A laser-resistant back-up pad is described in U.S. Pat. No. 4,520,814. This pad which is meant to be inserted between layers of incised tissues and is comprised of an elastomeric, rubber substrate over which is bonded a coating of a mixture of elastomer and a metal powder. A wet gauze is preferably placed over the resulting pad. The laser reflective coating described is initially a solution which is applied separately and needs to be dried and/or cured, preferably baked.

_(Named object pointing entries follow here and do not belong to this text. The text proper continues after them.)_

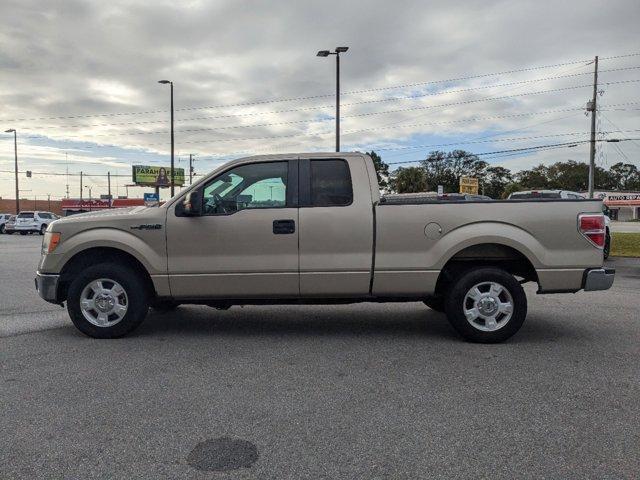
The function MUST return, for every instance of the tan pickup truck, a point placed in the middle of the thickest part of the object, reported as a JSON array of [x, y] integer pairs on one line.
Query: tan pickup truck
[[313, 228]]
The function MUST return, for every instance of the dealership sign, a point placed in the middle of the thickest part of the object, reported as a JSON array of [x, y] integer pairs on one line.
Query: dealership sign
[[154, 176], [469, 185], [619, 198]]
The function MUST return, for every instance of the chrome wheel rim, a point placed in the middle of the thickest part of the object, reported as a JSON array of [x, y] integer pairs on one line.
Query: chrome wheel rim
[[104, 302], [488, 306]]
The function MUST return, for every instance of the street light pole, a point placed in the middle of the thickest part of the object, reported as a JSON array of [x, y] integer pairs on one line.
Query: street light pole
[[172, 138], [15, 152], [336, 52]]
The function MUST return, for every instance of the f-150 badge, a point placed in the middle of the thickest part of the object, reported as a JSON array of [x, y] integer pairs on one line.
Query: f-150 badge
[[147, 226]]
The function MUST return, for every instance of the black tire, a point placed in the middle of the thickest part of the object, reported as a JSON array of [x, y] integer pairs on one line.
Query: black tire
[[455, 305], [435, 303], [137, 295], [164, 306]]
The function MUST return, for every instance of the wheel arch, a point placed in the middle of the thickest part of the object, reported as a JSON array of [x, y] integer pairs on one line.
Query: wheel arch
[[96, 255], [486, 254]]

Thus, a need for a protective drape which is conformable, capable of withstanding incident laser light of varying wavelengths at high power settings, capable of adequately dispersing the heat generated by the incident beam, which is easily processable, and one which has stable long-term storage characteristics remains unfulfilled. Furthermore, such a protective drape must eliminate or greatly reduce the possibility of stray laser light reflecting off of the protective drape and inadvertently causing harm or injury to adjacent objects or tissue. Most importantly, such a drape must provide adequate protection for a significant length of time without suffering catastrophic failure such as the bursting phenomenon observed with existing laser drapes. Additionally, the outward facing surface of an ideal drape should be substantially non-reflective. It is also most desirable that a protective drape be found which has all the characteristics enumerated above and also be readily sterilizable for use in an asceptic environment and, furthermore, have the versatility to accommodate various additives.